Four Degrees of Separation: Research
on the Science of Networks
Reginald Smith
As an amateur scientist, I believe
many times we in the amateur science community sell
ourselves short. We believe that the only research we
can hope to accomplish is the fun and curious. Though
we call ourselves scientists often there is a nagging
voice that tells us we are small-time, and the real
work belongs to the guys in the gazillion dollar labs.
True, some things cannot be done by amateur scientists
(yet). I cannot claim to be able create energies in
excess of the Large Hadron Collider in my basement.
I cannot fabricate precision nano-machines. But I believe
that I, and any other amateur scientist, can do research
that the larger world will take notice of. This article
is about one of my experiences in this regard.
In 2002, I was finishing my studies
at the University of Virginia for my BA in physics.
Like most graduating seniors, I had a senior thesis
to write. Earlier in the year I decided to write about
the emerging field of complex systems, which had recently
grabbed my attention. However, I could not nail down
a topic in this vast field. By chance, I had read an
article on PhysicsWeb (quoted below) describing recent
research on the structure of the Internet by a group
headed by the Notre Dame physicist Albert-Laszlo Barabasi.
They had measured the connections between websites using
hyperlinks and described the overall topology (structure)
of the Internet in detail. At first, I felt content
to just write about his research and get this paper
over with, since I had a bad case of senioritis. But
one day I had a new idea.
While chatting with a friend on AOL
Instant Messenger™ I realized that the networks between
"buddies" on instant messaging software like
AOL and Microsoft's MSN Messenger ™ is very similar
to the networks between web sites. The article had mentioned
that such networks were also used to measure social
networks as well as computer networks. I realized that
measuring the size and connections of a social network
could now be done with unprecedented precision due to
the rise of instant messaging. Thus I set about measuring
the AOL Instant Messaging Network
A Brief Introduction
to Graph Theory
The science of networks is based on
a branch of mathematics known as graph theory. Here
I will give a short introduction to graph theory that
will give the reader a simple knowledge sufficient to
understand the research. A more comprehensive knowledge
can be gained in the further reading at the end of the
article.
Graph Theory was developed by many
of the great names in science and mathematics, including
Euler, Kirchoff, and Erdos. The work of Erdos is very
relevant to networks. Graphs are very easy to understand.
They are an assemblage of nodes (vertices), which are
distinct and individual points, connected to each other
by edges (arcs).
Several mathematical measures of graphs
are important:
Undirected versus directed
edges:
Edges can be undirected (inherently bi-directional) or
directed (from one node to another but not in reverse).

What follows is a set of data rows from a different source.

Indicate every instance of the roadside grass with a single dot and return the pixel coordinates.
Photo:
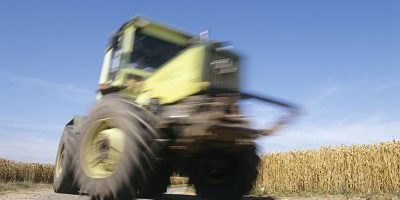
(15, 186)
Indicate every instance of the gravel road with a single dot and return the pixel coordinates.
(48, 194)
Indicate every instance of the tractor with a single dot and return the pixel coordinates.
(167, 101)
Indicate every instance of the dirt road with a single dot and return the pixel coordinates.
(48, 194)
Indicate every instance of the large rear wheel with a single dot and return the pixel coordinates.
(119, 150)
(225, 176)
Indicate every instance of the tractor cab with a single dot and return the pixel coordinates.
(146, 60)
(137, 50)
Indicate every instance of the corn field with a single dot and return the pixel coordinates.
(32, 172)
(352, 169)
(346, 169)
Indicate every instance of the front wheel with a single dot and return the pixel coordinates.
(118, 150)
(225, 176)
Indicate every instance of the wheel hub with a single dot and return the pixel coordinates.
(102, 149)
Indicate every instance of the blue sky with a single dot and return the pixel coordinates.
(339, 60)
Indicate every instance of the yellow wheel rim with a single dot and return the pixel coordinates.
(102, 149)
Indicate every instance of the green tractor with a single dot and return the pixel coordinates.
(167, 102)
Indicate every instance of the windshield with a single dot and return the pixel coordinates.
(149, 53)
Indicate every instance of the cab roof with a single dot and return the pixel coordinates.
(158, 30)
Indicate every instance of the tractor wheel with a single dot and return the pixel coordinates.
(63, 181)
(225, 177)
(118, 150)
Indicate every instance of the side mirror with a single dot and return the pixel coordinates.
(113, 40)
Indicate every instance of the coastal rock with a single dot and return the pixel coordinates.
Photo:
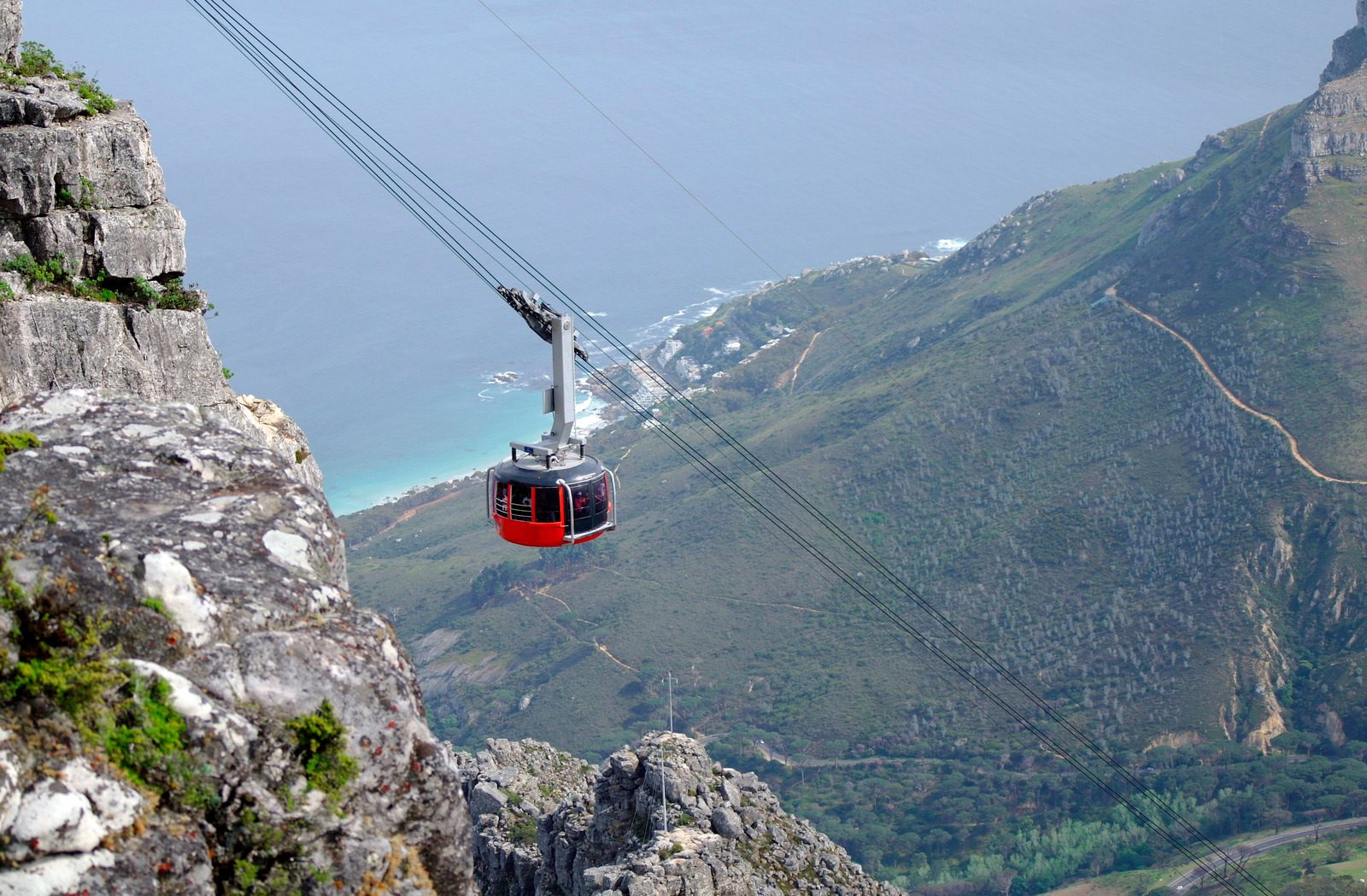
(1329, 138)
(222, 576)
(567, 828)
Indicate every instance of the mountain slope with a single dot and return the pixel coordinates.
(1053, 470)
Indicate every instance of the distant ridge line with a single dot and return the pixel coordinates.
(1229, 394)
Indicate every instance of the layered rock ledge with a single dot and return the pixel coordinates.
(211, 569)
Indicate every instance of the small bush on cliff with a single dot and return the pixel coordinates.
(38, 61)
(10, 442)
(320, 747)
(96, 98)
(51, 272)
(61, 664)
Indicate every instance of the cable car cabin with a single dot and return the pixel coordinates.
(539, 507)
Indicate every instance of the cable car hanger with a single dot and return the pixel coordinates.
(553, 494)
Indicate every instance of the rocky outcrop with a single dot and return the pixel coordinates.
(54, 342)
(550, 824)
(1330, 137)
(200, 562)
(88, 189)
(1350, 50)
(85, 186)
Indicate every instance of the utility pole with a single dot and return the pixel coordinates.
(665, 800)
(669, 682)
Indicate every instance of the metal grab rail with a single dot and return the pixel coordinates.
(612, 499)
(569, 508)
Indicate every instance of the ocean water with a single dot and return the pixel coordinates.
(815, 132)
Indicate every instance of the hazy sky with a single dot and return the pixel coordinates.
(817, 130)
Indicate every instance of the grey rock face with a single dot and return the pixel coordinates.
(253, 627)
(85, 186)
(11, 29)
(1330, 136)
(598, 831)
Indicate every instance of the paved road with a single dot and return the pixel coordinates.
(1264, 845)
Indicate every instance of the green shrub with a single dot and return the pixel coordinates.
(523, 831)
(10, 442)
(320, 747)
(145, 736)
(48, 272)
(96, 98)
(96, 289)
(38, 61)
(61, 657)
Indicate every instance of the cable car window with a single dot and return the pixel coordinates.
(521, 508)
(549, 504)
(591, 504)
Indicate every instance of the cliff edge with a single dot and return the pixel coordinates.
(551, 825)
(92, 255)
(191, 702)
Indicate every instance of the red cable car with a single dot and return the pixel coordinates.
(551, 494)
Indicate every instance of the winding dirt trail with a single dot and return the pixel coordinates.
(1235, 399)
(792, 383)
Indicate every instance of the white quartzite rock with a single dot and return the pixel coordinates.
(171, 501)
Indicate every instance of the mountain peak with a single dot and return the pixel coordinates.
(1350, 50)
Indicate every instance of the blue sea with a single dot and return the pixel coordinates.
(817, 132)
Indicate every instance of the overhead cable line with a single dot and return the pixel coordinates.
(424, 198)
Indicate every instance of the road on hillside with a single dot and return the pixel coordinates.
(1255, 847)
(1229, 394)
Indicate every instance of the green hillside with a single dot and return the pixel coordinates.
(1049, 467)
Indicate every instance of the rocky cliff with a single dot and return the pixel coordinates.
(191, 704)
(84, 198)
(550, 824)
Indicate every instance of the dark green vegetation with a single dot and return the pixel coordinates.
(320, 747)
(103, 287)
(38, 61)
(10, 442)
(1052, 470)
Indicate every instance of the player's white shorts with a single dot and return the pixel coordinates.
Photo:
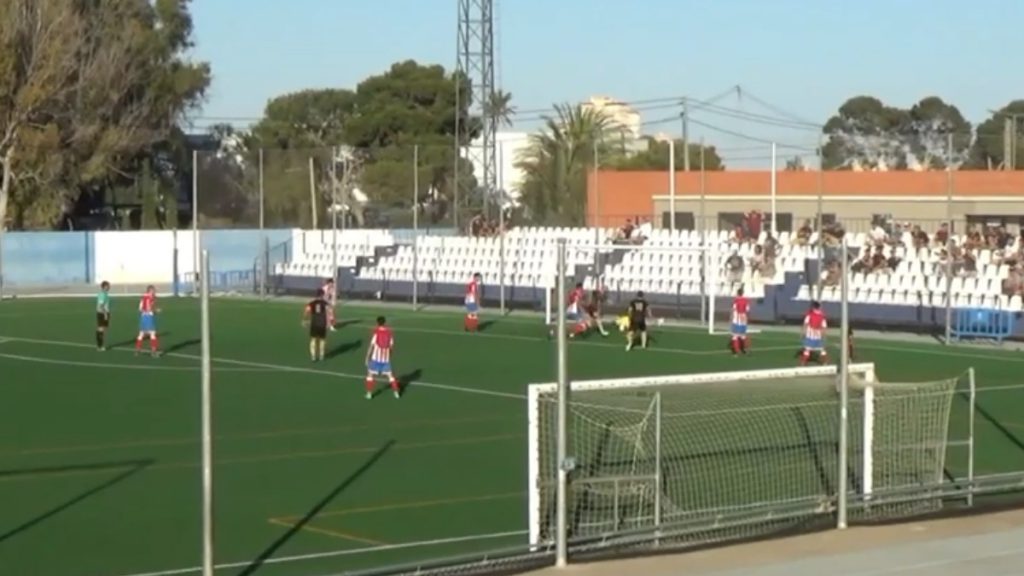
(377, 367)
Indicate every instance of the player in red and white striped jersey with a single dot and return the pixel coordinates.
(379, 359)
(472, 302)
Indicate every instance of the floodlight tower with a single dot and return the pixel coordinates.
(476, 65)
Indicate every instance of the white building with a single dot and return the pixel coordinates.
(620, 114)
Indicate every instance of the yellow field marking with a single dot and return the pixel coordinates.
(417, 504)
(157, 443)
(279, 457)
(325, 532)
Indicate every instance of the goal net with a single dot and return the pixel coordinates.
(707, 457)
(685, 280)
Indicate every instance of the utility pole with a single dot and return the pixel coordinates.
(684, 118)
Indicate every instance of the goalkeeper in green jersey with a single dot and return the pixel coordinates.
(102, 315)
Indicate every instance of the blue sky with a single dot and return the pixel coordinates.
(802, 56)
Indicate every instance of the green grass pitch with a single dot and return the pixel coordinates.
(99, 452)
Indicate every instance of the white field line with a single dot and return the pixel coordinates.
(336, 553)
(282, 368)
(49, 361)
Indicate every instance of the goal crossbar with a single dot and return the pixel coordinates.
(539, 395)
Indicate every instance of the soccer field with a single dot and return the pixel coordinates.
(99, 452)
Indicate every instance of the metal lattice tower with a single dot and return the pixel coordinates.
(476, 64)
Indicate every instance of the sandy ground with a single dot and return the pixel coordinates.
(989, 544)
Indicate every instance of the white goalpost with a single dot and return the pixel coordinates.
(729, 453)
(690, 279)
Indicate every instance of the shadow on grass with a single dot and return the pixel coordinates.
(343, 348)
(131, 342)
(1011, 436)
(309, 516)
(127, 469)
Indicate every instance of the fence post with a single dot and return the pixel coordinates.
(657, 465)
(971, 437)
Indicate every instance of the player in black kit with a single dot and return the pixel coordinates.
(315, 316)
(639, 313)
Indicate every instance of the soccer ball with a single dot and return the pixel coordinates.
(623, 322)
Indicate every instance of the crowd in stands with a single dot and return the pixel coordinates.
(480, 227)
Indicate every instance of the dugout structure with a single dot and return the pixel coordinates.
(701, 458)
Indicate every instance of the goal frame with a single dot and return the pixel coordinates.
(710, 256)
(865, 371)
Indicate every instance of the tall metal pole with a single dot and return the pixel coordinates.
(334, 222)
(820, 223)
(685, 117)
(561, 551)
(844, 388)
(657, 461)
(3, 231)
(197, 260)
(416, 227)
(312, 194)
(774, 190)
(501, 228)
(207, 416)
(264, 249)
(949, 239)
(702, 229)
(597, 188)
(672, 184)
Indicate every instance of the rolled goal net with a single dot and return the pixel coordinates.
(698, 458)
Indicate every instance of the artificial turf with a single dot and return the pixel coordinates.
(99, 452)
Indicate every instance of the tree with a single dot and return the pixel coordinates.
(655, 157)
(87, 90)
(932, 126)
(866, 133)
(374, 132)
(989, 148)
(555, 164)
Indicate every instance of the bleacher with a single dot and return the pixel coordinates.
(667, 265)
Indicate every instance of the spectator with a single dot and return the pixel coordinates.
(942, 236)
(754, 221)
(804, 234)
(734, 265)
(832, 276)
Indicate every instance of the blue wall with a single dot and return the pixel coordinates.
(238, 249)
(35, 258)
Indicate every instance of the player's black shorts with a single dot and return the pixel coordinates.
(317, 330)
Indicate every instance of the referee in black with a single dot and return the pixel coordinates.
(315, 316)
(639, 313)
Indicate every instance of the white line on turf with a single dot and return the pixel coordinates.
(337, 553)
(39, 360)
(284, 368)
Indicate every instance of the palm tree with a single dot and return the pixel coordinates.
(556, 162)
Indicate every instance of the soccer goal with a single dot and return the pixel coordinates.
(720, 456)
(685, 281)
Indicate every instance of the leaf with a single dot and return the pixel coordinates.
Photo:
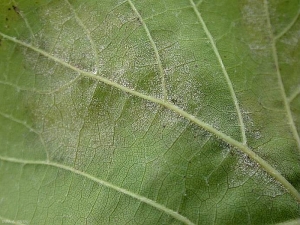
(149, 112)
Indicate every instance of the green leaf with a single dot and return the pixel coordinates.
(149, 112)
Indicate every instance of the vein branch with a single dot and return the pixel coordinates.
(279, 77)
(88, 34)
(229, 83)
(160, 67)
(141, 198)
(265, 165)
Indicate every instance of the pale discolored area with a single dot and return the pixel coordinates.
(76, 150)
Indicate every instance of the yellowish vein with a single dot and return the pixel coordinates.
(88, 34)
(148, 201)
(241, 146)
(160, 67)
(229, 83)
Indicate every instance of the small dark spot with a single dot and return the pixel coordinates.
(16, 9)
(174, 100)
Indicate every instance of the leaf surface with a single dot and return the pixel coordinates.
(149, 112)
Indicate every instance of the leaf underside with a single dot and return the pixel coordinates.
(149, 112)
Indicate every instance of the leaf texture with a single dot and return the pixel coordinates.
(149, 112)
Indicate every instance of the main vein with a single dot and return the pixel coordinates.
(148, 201)
(279, 77)
(229, 83)
(160, 67)
(265, 165)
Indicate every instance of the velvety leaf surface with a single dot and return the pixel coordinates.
(149, 112)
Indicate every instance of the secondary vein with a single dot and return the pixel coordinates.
(148, 201)
(161, 70)
(229, 83)
(265, 165)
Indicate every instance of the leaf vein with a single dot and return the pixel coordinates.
(229, 83)
(265, 165)
(161, 70)
(141, 198)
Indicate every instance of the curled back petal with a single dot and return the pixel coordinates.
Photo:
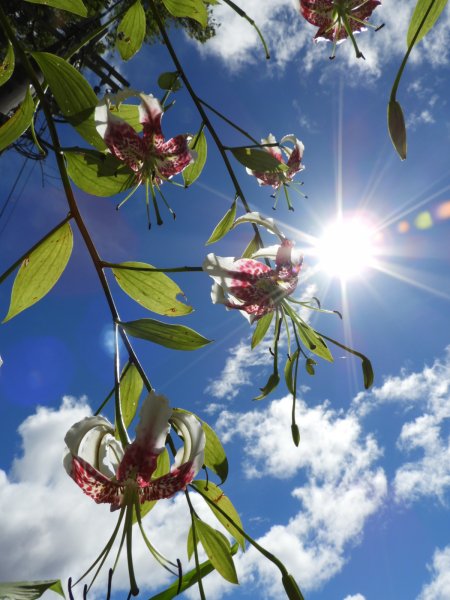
(140, 457)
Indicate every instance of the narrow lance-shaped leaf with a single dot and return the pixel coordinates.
(257, 160)
(215, 457)
(97, 173)
(18, 123)
(131, 385)
(193, 171)
(217, 549)
(218, 498)
(397, 128)
(189, 579)
(74, 6)
(419, 13)
(131, 31)
(194, 9)
(29, 590)
(153, 290)
(261, 329)
(7, 64)
(224, 225)
(72, 92)
(40, 271)
(177, 337)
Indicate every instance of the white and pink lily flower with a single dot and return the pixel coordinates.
(293, 155)
(151, 156)
(108, 473)
(251, 286)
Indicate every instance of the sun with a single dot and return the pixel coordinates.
(347, 248)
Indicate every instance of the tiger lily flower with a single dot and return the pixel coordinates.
(339, 19)
(151, 157)
(251, 286)
(123, 477)
(294, 156)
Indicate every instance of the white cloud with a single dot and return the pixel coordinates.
(439, 587)
(342, 490)
(290, 37)
(426, 391)
(50, 529)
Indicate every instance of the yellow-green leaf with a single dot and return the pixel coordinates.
(177, 337)
(420, 14)
(41, 270)
(224, 225)
(97, 173)
(74, 6)
(216, 495)
(131, 31)
(151, 289)
(18, 123)
(7, 65)
(72, 92)
(194, 9)
(217, 549)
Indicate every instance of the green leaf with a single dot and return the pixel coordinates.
(252, 247)
(272, 383)
(169, 81)
(216, 495)
(97, 173)
(194, 9)
(18, 123)
(418, 16)
(292, 590)
(217, 549)
(162, 468)
(261, 329)
(215, 457)
(72, 92)
(193, 171)
(74, 6)
(288, 371)
(189, 579)
(309, 365)
(40, 271)
(257, 160)
(152, 290)
(224, 225)
(131, 385)
(7, 64)
(131, 31)
(177, 337)
(29, 590)
(397, 128)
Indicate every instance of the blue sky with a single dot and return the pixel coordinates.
(360, 510)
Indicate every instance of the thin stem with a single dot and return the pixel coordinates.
(194, 542)
(73, 207)
(198, 104)
(28, 252)
(224, 118)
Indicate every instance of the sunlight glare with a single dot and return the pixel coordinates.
(346, 248)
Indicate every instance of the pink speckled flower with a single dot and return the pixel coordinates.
(338, 19)
(108, 473)
(294, 156)
(151, 157)
(251, 286)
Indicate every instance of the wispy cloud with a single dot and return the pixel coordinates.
(290, 38)
(439, 586)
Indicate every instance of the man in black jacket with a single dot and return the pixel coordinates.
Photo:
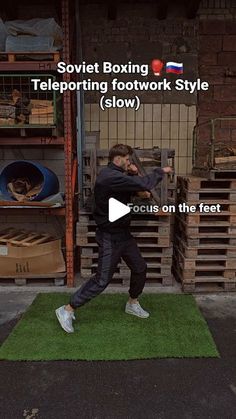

Different networks are modeled by undirected edges or
directed edges or both. The Internet is modeled using
directed edges. A hyperlink on page X points to page Y,
but the link is not necessarily reciprocal. Some social
networks are undirected, for example mutual acquaintances.
I know Forrest Mims and he knows me. This kind of mutual
acquaintance network first gave rise to the phrase "six
degrees of separation" coined by sociologist Stanley
Milgram.
Degree of a node:
The degree of a node is how many edges a node is connected
with. For undirected networks, every node has one degree.
For directed networks, nodes have two degrees: an in-degree
(how many edges point to a node) and an out-degree (how
many edges depart from this node).
Connected graphs:
A graph is called connected if you can reach any given
node from any other node by hopping across edges. In other
words, there are no isolated nodes that cannot be reached
by starting at certain nodes. A graph is simply connected
if it is connected with undirected edges, and a graph
is strongly connected if it is connected by directed edges
(which is harder to do).
Diameter and average distance:
How far apart are the nodes? There are two main measures
for this. The diameter is the measure of the longest shortest
path between any two nodes in a graph. The average distance
is the average distance between any two nodes, which is
calculated by averaging the shortest distance between
every pair of nodes (n2 pairs in directed networks,
n2/2 pairs in undirected networks) in the graph.
Application to Networks
Once you have a handle on graph theory,
it is simple to see how networks are modeled as graphs.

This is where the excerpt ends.